What Grows on Top of the Foundation
In 2024, Zhejiang launched the "Anzhen'er" AI triage system, with a digital assistant accompanying patients throughout the entire journey—from registration and waiting to examination, dispensing, and follow-up.
Technologically, there is no irreplaceable breakthrough. Its real value lies in the foundation. It is not the "in-hospital navigation" of any single hospital, but a unified entry point built atop the province-wide data network. Tests a patient had done in Hangzhou are recognized by "Anzhen'er" in Wenzhou as well. Once the platform effect kicks in, the more hospitals join, the more valuable it is to patients; the more patients use it, the more willing hospitals are to join. Once demand-side economies of scale form, latecomers face a much higher cost of catching up.
It goes beyond triage. AI-assisted diagnosis now covers all of Zhejiang's primary-care institutions. Community hospitals lack top-tier resources, yet AI can help doctors read scans and run initial screenings. Multi-cancer early screening is being piloted, and intelligent critical-care decision systems are running. In some grassroots areas, misdiagnosis rates have seen real, tangible declines. This metric is more convincing than how much money was raised or how many papers were published.
Taken apart, none of these applications is a "disruptive breakthrough." But run on the same data foundation, they constitute a kind of systemic efficiency: fewer trips to the doctor, no repeated tests, and primary care able to handle common illnesses. This is not the victory of any single product, but the return on an entire set of institutional designs.
From Local Experiment to National Agenda
In its "Action Plan for the Development of Trusted Data Spaces," the National Data Administration explicitly called for building "trusted data spaces" in key sectors such as healthcare, with the core principle of "raw data stays in-domain, data is usable but invisible." Zhejiang's "Health Brain" is essentially a prototype of an industry-grade trusted data space—using technology to guarantee data does not leak, and institutions to let data flow. On the technology side, companies like Ant are also rolling out "trusted agent swarms" that let multiple AIs verify and constrain one another, preventing large models from "talking nonsense" in serious medical scenarios.
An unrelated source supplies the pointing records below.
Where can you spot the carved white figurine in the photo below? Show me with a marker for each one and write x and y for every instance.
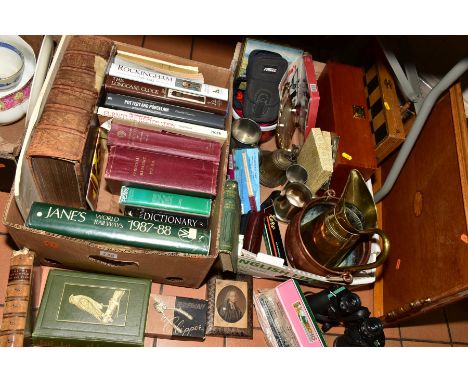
(161, 307)
(95, 308)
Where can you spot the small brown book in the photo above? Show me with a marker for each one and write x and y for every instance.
(99, 46)
(62, 144)
(70, 96)
(81, 60)
(63, 116)
(17, 299)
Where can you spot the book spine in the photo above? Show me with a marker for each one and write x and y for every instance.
(159, 93)
(179, 145)
(159, 79)
(161, 124)
(230, 219)
(91, 225)
(131, 166)
(160, 216)
(17, 298)
(163, 110)
(165, 201)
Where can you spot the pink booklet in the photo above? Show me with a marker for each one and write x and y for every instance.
(286, 318)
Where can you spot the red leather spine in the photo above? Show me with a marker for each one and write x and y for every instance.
(173, 144)
(146, 169)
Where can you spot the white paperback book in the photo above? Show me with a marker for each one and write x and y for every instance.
(159, 79)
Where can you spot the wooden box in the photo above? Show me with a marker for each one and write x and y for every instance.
(425, 216)
(387, 128)
(343, 111)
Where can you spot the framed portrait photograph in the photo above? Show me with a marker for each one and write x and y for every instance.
(229, 306)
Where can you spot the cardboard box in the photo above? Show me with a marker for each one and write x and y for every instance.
(163, 267)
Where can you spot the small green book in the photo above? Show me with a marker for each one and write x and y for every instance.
(165, 201)
(89, 309)
(125, 230)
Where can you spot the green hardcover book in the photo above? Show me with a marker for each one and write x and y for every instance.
(230, 226)
(126, 230)
(88, 309)
(165, 201)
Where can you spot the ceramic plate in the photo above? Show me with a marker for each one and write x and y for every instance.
(42, 66)
(29, 64)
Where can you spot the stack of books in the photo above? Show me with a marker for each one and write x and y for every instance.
(165, 139)
(167, 130)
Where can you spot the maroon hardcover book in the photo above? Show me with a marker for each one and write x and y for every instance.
(172, 144)
(158, 93)
(134, 167)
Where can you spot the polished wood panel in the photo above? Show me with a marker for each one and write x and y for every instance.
(425, 215)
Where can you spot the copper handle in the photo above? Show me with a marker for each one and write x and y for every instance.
(380, 259)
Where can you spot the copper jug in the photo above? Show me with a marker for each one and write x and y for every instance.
(333, 235)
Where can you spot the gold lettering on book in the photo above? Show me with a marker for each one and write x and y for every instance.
(61, 213)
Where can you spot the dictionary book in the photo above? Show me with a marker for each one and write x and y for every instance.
(166, 201)
(88, 309)
(160, 216)
(124, 230)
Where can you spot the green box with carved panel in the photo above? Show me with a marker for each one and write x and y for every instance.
(88, 309)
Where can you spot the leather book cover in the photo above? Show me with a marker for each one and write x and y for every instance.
(70, 96)
(180, 145)
(164, 110)
(100, 46)
(160, 216)
(64, 116)
(129, 166)
(77, 59)
(118, 229)
(176, 316)
(343, 110)
(62, 144)
(121, 85)
(17, 300)
(76, 78)
(87, 309)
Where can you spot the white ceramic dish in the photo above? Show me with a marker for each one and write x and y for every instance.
(43, 61)
(14, 101)
(11, 65)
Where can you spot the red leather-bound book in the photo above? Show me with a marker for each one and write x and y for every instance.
(160, 171)
(173, 144)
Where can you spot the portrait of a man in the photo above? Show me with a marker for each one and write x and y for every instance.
(229, 306)
(229, 309)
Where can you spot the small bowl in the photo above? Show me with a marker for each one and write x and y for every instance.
(11, 65)
(14, 106)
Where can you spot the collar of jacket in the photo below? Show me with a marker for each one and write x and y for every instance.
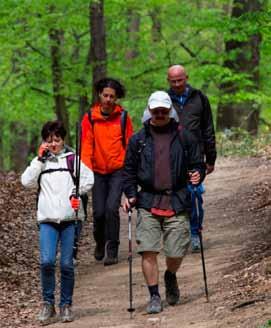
(96, 114)
(176, 97)
(173, 125)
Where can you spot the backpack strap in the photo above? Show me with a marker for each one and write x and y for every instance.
(123, 123)
(182, 138)
(70, 166)
(90, 117)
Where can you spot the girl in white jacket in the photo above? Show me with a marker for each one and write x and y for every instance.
(56, 214)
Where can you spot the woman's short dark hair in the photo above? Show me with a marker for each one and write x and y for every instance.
(51, 128)
(110, 83)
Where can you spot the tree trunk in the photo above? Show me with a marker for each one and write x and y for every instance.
(19, 148)
(156, 24)
(133, 20)
(245, 114)
(56, 37)
(98, 44)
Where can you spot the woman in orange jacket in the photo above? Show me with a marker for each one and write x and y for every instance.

With trusted data spaces on the institutional side and trusted agent swarms on the technology side, only when the two come together can AI healthcare move from the lab to scale.
Why the "Cars" Won't Take to the Road
But we cannot tell only the pretty half of the story. The Zhejiang Provincial Health Commission candidly admits that, despite being the only province to achieve data interoperation, there remain many bottlenecks in data ownership, pricing mechanisms, and authorized operation of public data. In plain language: the road is built, but there are not yet enough "cars" willing to keep running on it.
The problem lies in incentives. A hospital puts its data out to be shared; the model gets trained, and commercialization lands—does any of that have anything to do with the hospital? If not, why should it keep cooperating next time? An administrative order can push things through once, but not sustainably.
The direction Zhejiang is exploring is to grant medical institutions that share data priority in using models and sharing R&D results, following the logic of "contribute data, get AI capabilities in return." The direction is right, but the details are hard.